Прошло четыре месяца. Несколько раз Саша заходила ко мне за книгами: читала она действительно много. Саша казалась спокойной и не очень разговорчивой девушкой. На вопросы отвечала односложно: «Бабушка? Нормально. Дела? Всё в порядке». Только грустинка в ее изумрудных глазах настораживала.

Как-то позвонила Лидия Макаровна, сказала, что пришла нужная бумага из архива. Я обрадовалась: «Готовьте все документы – свои, дочери, Сашеньки – и записывайтесь на прием к консулу». Лидия Макаровна молчала.

– Что-то случилось? Вы чем-то огорчены?

– Пропала шкатулка. Я обыскала всю квартиру. У меня нет свидетельства о рождении.

– Куда шкатулка могла деться? Вы же так тщательно берегли ее. Поищите еще. В крайнем случае, снова запросим дубликат. У вас теперь для этого все необходимые документы есть.

– Нет, если не найдем, конец всем планам. Вы же видели, где я родилась. В Беларуси в войну все архивы сгорели. Ничего я оттуда не получу.

– Не расстраивайтесь, я уверена, что найдется.

– Не знаю…

С того дня Саша появляться у меня перестала. Лидия Макаровна на звонки откликалась неохотно, часто плакала. Однажды попросила больше не звонить. Я поняла, что в общении со мной она уже не нуждается – наверное, приняла какое-то решение.

Я была в отъезде, когда Лея-Лидия умерла. От знакомых узнала, что на похоронах было мало людей, а у Сашеньки прямо там случился «припадок», и ее забрала скорая, увезла в какую-то клинику. Я вспомнила, что твердила мне Лея о ее болезни. Нужно было срочно узнать, где Саша – тем более что у меня был для нее сюрприз. Так получилось.

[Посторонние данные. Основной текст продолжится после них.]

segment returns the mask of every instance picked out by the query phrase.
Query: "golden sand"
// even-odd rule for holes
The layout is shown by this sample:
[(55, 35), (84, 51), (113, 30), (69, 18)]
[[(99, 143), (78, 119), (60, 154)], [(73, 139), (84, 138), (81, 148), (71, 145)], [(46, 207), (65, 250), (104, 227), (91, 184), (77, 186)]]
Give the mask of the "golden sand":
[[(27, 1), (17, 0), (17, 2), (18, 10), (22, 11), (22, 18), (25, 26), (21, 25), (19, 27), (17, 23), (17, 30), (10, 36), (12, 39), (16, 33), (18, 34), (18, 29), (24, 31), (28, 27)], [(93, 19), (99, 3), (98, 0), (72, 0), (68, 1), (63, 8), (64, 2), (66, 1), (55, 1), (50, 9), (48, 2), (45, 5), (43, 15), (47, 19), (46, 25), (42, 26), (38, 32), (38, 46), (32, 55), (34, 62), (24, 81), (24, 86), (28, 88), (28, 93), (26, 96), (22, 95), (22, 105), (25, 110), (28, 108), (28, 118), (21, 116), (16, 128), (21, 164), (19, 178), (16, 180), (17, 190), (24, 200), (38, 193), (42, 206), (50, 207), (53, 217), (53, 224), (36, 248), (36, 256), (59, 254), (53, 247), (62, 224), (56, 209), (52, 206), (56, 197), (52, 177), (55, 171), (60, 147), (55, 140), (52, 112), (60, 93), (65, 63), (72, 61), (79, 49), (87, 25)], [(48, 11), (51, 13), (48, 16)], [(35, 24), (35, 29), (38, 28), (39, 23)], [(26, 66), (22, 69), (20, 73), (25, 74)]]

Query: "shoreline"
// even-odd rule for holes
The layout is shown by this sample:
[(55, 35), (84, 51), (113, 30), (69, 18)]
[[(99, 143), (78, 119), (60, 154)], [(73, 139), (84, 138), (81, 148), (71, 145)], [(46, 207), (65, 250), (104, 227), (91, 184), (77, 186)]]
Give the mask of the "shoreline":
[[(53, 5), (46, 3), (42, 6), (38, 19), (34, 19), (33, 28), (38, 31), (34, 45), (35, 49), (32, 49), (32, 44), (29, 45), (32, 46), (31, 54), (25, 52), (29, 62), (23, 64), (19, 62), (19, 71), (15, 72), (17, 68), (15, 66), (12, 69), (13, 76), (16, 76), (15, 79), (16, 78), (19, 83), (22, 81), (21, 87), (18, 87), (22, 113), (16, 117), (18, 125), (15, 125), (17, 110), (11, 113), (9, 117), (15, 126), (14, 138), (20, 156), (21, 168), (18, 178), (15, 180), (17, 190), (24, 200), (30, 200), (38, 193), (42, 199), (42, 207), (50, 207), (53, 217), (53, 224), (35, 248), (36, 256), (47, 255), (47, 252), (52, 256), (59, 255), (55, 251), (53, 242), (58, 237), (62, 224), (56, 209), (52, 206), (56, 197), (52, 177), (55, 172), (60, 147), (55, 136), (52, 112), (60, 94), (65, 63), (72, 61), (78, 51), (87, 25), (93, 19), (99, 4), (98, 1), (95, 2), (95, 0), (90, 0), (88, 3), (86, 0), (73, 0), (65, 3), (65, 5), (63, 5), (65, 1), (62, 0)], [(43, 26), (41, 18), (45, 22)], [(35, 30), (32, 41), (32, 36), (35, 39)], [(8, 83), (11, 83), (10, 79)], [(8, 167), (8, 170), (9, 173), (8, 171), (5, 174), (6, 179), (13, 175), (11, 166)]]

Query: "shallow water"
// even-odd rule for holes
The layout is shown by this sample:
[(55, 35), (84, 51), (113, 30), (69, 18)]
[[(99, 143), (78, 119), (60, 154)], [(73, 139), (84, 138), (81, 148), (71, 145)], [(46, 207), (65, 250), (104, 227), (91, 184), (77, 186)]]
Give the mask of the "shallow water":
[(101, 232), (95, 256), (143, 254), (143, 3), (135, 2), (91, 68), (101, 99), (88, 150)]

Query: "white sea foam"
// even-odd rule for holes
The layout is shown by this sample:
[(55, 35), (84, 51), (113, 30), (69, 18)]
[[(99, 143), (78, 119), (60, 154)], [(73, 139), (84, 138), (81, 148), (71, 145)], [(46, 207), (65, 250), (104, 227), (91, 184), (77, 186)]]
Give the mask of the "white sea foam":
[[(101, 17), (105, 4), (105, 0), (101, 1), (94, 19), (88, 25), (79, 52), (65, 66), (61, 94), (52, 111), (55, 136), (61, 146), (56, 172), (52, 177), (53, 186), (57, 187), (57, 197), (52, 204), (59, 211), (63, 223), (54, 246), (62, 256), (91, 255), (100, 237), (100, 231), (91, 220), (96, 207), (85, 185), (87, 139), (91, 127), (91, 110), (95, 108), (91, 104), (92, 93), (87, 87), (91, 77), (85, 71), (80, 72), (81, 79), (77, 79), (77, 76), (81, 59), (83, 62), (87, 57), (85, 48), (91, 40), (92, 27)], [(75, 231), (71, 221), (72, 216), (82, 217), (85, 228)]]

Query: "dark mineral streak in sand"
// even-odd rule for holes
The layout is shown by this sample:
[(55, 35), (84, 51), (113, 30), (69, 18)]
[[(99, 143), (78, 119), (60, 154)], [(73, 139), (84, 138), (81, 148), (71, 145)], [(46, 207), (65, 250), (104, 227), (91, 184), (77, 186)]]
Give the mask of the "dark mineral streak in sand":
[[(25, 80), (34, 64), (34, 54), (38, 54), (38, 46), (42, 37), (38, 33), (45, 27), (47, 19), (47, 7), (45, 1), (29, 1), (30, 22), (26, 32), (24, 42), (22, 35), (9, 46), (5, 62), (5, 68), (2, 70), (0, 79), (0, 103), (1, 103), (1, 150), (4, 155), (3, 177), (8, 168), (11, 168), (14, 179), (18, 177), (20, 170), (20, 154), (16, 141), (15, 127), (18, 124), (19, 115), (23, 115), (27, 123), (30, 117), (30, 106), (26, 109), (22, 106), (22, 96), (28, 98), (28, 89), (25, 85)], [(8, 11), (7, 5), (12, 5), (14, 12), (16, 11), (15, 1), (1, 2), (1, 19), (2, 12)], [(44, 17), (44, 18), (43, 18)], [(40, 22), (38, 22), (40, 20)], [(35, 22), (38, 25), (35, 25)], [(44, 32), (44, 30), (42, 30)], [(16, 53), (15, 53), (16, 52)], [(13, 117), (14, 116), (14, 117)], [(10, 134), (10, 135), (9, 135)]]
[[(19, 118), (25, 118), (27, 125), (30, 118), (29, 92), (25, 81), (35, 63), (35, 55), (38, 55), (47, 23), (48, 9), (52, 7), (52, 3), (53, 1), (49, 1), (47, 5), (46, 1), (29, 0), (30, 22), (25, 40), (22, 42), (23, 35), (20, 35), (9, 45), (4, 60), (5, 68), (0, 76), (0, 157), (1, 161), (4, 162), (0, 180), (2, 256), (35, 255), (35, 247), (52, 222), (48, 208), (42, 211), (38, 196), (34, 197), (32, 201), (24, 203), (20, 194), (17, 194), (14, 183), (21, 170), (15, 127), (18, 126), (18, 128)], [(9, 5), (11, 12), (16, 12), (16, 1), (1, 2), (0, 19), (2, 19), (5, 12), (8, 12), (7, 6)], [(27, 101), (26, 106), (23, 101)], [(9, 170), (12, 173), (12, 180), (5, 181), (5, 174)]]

Позвонила женщина, рассказала, что купила в комиссионном магазине красивую шкатулку и под подкладкой обнаружила какие-то старые документы с еврейскими именами и фамилиями. Спросила, можно ли их принести мне: вдруг кому-то они нужны. Это случилось как раз накануне того дня, когда я узнала об уходе Леи. Передо мной лежал ветхий документ, а Лея уже была вместе со своими родителями – в другом мире.

Моя молитва

Клиника находилась на окраине города. Я даже не сразу сообразила, куда попала. В палату к Сашеньке меня провели только после долгих уговоров. Теперь всё стало понятно. Бледная, но такая же красивая, как всегда, Саша начала плакать, как только увидела меня на пороге. Я не знала, какие найти для нее слова и есть ли они вообще для таких случаев. Я что-то выдавила из себя, потом положила ей на колени свидетельство о рождении ее бабушки Леи. Саша говорила сквозь слезы:

– Я, я виновата. Если бы не я, она была бы жива, была бы со мной. Бедная моя бабушка. Я ей жизнь укоротила: искала она эту шкатулку, расстраивалась, таблетки пила, сердце болело.

– Это ты отнесла шкатулку в комиссионный?

– Да, и шкатулку, и ложечки серебряные, и еще что-то, не помню уже. Деньги были нужны. Я не знала, что в шкатулке документы спрятаны, а потом не могла ей признаться. Не могла! Поймите! – почти кричала Саша.

– Сашенька, ты действительно думаешь, что бабушка ничего не знала про наркотики?

Саша замолчала.

– Я пока оставлю документы у себя. Выйдешь из больницы – заберешь. Ты еще хочешь уехать?

– Очень хочу, и бабушка мечтала, вы же знаете. Но кому я нужна… такая? А вы? Вы не бросите меня? Придете еще?

– Я буду приходить часто. Выздоравливай.

«Б-же, помоги ей», – молила я Его о золотоволосой внучке Леи, правнучке Дворы и Меира.